Reports that Iran is supplying offensive ballistic missiles to these militias set a further lethal precedent. These militants also claim to be manufacturing their own rockets. Exactly as happened with Hezbollah, Tehran’s ayatollahs hope to discreetly build up these arsenals, providing the capacity to strike Arab, Israeli or Western cities — just as hundreds of Iranian missiles have been fired into Saudi Arabia by Houthi proxies.
These militias have recently been keeping a relatively low profile to avoid exclusion from the political process. Once a governing coalition is formed, they will feel little such constraint from returning to sectarian killings and striking Western targets. If Al-Hashd factions win Cabinet seats, they will have a pre-eminent position for consolidating their stranglehold on Iraq. If they fail to obtain positions, they will enjoy greater freedom to undermine the status quo through a return to terrorism and insurgency.
After months of America’s Baghdad envoy cozying up to Al-Hashd warlords like Al-Amiri, senior US official Brett McGurk belatedly joined efforts to broker a center ground coalition. Even if Al-Hashd only obtains a foothold in government, such as retaining the interior ministry, this would maintain its dominance over the security forces, while blocking the pressure for paramilitary demobilization.
Soleimani has been energetically sabotaging Al-Sadr’s efforts to form a government, including through undermining Prime Minister Haider Abadi’s electoral alliance. Abadi just sacked National Security Adviser Falih Al-Fayyadh after he went behind Abadi’s back and realigned his faction with Al-Hashd. To win over Kurdish and Sunni parties, Al-Hashd began a unilateral withdrawal from all disputed territories, only for Abadi to prohibit these redeployments. A succession of mysterious explosions recently destroyed weapons depots belonging to Al-Sadr’s “Peace Brigades.”
It is little surprise that the Shiite south recently erupted in protests, with anger directed against the offices of Iranian proxy forces.
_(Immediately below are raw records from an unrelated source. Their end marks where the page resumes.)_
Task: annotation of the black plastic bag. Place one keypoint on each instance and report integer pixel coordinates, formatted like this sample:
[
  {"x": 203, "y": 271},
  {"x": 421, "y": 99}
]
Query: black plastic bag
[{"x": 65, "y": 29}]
Impoverished citizens living on top of immense oil reserves are dying of infectious diseases due to a lack of clean water, while politicians compete over ministerial posts offering the most potential for corrupt gain.
Militant encroachment into the economic and reconstruction sector, and social, theological and propagandistic activities are further steps toward the “Hezbollahization” of Iraq. These proxies have also declared their readiness for deployment as a regional force. For decades, Lebanese citizens and foreign diplomats bought into the fiction that Hezbollah served a national agenda as a bulwark against Israel. With Hezbollah now acting as a mercenary force in Syria and dominating the state infrastructure, it is perhaps too late for Lebanon. However, there is still time to take Baghdad away from Tehran’s embrace.
As the reimposed US sanctions bite, Iran is consolidating its regional gains and mobilizing its proxies in an offensive posture. These sanctions threaten to make Tehran’s leadership even more ruthless in exploiting its transnational paramilitary assets. Is the world ready for when veteran terrorists like Al-Khazali, Soleimani and Hassan Nasrallah stage a return to what they do best?
(Baria Alamuddin is an award-winning journalist and broadcaster in the Middle East and the UK. She is editor of the Media Services Syndicate and has interviewed numerous heads of state.)